Los habitantes de aquel bosque seguían buscando a aquella maga que había traspasado sus dominios, armados todos con pequeñas cerbatanas y con sus ropas tribales. En aquel bosque existían innumerables criaturas, pacíficas en tiempos pasados pero que después de todos los acontecimientos ocurridos habían tenido que adoptar una postura ofensiva contra cualquier persona que intentase entrar en aquellos lugares. Entre ellos existían muchas clases de híbridos, estaban los faunos: seres humanoides con el torso, las manos y la cara de humanos con atributos de ciervo como las patas y unos pequeños cuernos en la cabeza, también los sátiros, parecidos a los anteriores pero con atributos de cabra, los korreds también vivían en aquellos bosques, seres híbridos con cabeza de león, cuerpo de humano y pezuñas de cabra... La consecuencia de aquella postura ofensiva de los habitantes del bosque era la aparición de cadáveres durante las estaciones anteriores totalmente despedazados y sin rastro alguno de sangre en el cuerpo. Patrullaron el bosque durante horas y pudieron encontrar el cuerpo inerte en el suelo, el veneno la había dejado en un estado de letargo y Derros cargó con el cuerpo de la joven mientras su compañeros Kerit cogía todas las pertenencias, incluida la pequeña Pixie enfrascada.
Depositaron a la maga en una habitación con poca luz, algo lógico siendo la casa un árbol. Todo cuanto había en aquel espacio era hecho de la madera que el árbol había tenido y que mágicamente había sido alterado para formar una casa sin tener que dañar la vida de aquel ser anclado al suelo. Era una casa viviente. En la sala solo se encontraban Ulrick, protector de aquel bosque, Kerit quien portaba aún los artículos de la joven y Derros que observaba de cerca a la joven maga que habían encontrado.
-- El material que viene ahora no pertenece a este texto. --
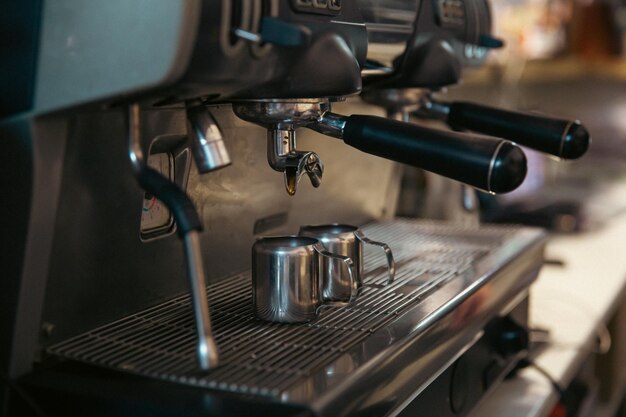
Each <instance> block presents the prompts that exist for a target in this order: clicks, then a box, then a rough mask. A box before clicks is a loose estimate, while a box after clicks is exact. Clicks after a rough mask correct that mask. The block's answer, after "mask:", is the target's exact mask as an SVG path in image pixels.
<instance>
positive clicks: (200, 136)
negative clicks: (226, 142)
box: [187, 105, 231, 173]
mask: <svg viewBox="0 0 626 417" xmlns="http://www.w3.org/2000/svg"><path fill="white" fill-rule="evenodd" d="M187 119H188V131H189V138H190V139H191V152H192V154H193V157H194V160H195V161H196V167H197V168H198V171H199V172H201V173H206V172H210V171H214V170H216V169H220V168H223V167H226V166H228V165H230V164H231V161H230V155H229V154H228V151H227V150H226V146H225V145H224V139H223V137H222V132H221V130H220V128H219V126H218V124H217V122H216V121H215V119H214V118H213V116H212V115H211V113H210V112H209V110H208V109H207V108H206V107H205V106H203V105H195V106H189V107H187Z"/></svg>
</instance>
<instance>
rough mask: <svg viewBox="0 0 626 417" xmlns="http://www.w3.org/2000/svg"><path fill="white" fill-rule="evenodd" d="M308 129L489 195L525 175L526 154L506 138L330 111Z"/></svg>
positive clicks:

Mientras ella seguía durmiendo, Urick, comenzó a buscar materiales para realizar un pequeño conjuro que despertaría a la joven del sueño ya que era su labor como protector de la vida no dañar a ningún ser que pasara por el bosque, sólo podían defenderse de aquella manera en la que cualquier criatura tocada por el veneno del dardo quedaría inconsciente durante años si no se aplicaba el conjuro adecuado. Removió hierbas, entonó pequeños cantos, se cortó con su daga de plata e hizo una pequeña poción blanquecina con la que limpió el pequeño impacto de aquel dardo. La reacción no se hizo esperar y rápidamente abrió los ojos y gritó al ver aquellas criaturas a su alrededor.